Uranium isotopes dating dating a ditzy girl
Geologists, paleontologists and archaeologists have pieced together a fairly detailed account of how Earth and its inhabitants evolved.
But just how do researchers determine the ages of the materials they unearth?
The following summaries offer a quick introduction to some of the dating techniques researchers have been using to explore and reconstruct our planet's past, from 4.5 billion years ago to the present.
Kate Wong RADIOACTIVE ISOTOPES The premise behind techniques involving the use of radioactive isotopes is straightforward.
The first step toward accurately measuring geologic time came at the turn of the 20th century, when French physicist Henry Becquerel discovered the natural radioactive decay of uranium.

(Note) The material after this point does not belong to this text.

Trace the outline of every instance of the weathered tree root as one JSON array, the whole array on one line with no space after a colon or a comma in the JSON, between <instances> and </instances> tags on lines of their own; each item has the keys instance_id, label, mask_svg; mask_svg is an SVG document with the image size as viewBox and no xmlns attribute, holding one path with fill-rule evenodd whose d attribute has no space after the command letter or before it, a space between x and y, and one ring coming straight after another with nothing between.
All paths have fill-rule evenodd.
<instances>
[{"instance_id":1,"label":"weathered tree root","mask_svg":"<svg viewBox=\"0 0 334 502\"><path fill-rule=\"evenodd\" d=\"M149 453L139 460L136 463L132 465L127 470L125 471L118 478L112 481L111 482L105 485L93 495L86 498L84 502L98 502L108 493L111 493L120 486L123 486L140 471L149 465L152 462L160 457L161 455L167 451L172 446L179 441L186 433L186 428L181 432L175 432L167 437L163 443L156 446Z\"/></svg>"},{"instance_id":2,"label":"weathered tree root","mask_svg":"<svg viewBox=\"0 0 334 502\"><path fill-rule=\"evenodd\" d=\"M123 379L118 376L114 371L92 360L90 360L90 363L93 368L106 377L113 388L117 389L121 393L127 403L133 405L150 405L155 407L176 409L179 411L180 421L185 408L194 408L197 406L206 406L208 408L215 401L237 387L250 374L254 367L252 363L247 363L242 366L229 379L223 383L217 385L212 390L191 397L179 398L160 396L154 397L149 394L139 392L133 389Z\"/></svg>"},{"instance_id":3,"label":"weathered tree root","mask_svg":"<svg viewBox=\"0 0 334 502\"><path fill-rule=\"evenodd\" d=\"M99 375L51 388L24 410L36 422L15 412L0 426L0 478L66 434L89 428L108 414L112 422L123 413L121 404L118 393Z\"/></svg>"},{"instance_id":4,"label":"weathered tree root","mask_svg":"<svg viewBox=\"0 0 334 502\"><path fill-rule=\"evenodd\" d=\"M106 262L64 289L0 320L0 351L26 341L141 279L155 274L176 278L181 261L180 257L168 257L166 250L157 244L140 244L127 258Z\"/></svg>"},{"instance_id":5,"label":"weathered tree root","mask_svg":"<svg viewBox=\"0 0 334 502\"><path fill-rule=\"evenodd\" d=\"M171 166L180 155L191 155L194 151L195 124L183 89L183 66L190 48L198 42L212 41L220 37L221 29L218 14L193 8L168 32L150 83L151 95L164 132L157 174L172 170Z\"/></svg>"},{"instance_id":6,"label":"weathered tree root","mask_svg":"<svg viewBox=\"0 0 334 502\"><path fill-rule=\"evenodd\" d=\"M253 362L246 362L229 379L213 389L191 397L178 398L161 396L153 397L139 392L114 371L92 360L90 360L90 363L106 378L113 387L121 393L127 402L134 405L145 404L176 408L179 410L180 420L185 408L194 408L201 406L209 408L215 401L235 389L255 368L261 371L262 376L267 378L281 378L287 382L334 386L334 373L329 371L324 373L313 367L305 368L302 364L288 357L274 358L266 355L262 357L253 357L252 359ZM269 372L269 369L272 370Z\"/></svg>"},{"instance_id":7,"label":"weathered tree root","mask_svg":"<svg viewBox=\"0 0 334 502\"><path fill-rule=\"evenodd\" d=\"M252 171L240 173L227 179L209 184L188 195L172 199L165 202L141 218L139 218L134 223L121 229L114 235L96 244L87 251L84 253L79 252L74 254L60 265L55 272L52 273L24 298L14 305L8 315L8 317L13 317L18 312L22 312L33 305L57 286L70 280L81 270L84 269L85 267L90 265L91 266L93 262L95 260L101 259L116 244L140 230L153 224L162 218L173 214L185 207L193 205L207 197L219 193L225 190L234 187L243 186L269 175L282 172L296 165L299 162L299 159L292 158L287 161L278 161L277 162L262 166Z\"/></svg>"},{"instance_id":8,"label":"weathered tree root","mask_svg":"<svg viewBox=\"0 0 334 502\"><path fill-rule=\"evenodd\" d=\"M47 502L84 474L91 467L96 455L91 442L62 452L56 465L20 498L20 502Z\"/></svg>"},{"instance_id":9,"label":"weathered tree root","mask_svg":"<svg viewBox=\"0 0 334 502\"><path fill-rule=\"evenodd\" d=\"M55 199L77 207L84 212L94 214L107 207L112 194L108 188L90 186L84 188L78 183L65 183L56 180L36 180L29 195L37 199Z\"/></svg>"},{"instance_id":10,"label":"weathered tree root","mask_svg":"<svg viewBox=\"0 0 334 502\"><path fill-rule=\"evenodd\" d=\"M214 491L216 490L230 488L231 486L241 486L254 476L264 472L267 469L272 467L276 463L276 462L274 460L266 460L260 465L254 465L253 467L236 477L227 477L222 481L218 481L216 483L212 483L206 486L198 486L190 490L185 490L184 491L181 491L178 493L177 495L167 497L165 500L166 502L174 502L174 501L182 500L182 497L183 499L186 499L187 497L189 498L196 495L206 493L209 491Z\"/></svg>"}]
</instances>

Shortly thereafter, building on related work by Ernest Rutherford, American chemist Bertram Borden Boltwood determined that he could use the predictable decay of radioactive elements such as uranium into other elements to keep track of time.
Now, nearly 100 years after Boltwood's groundbreaking work, it is estimated that Earth formed at least twice as long ago as he had claimed.
U-238 and U-235 (which has 143 neutrons) are the most common isotopes of uranium.
Uranium naturally contains all three isotopes (U-238, U-235 and U-234), and it rarely varies more than 0.01% from the average composition shown in the table below without our intervention.
And last week scientists announced that new dates for an extinction event that claimed most of Australia's large animals show that humans, not the climate, wiped them out.
Although visual inspection of the rocks, fossils and archaeological remains used to reconstruct our planet's past provides critical information, only by ascertaining their ages can researchers put this data into a meaningful context.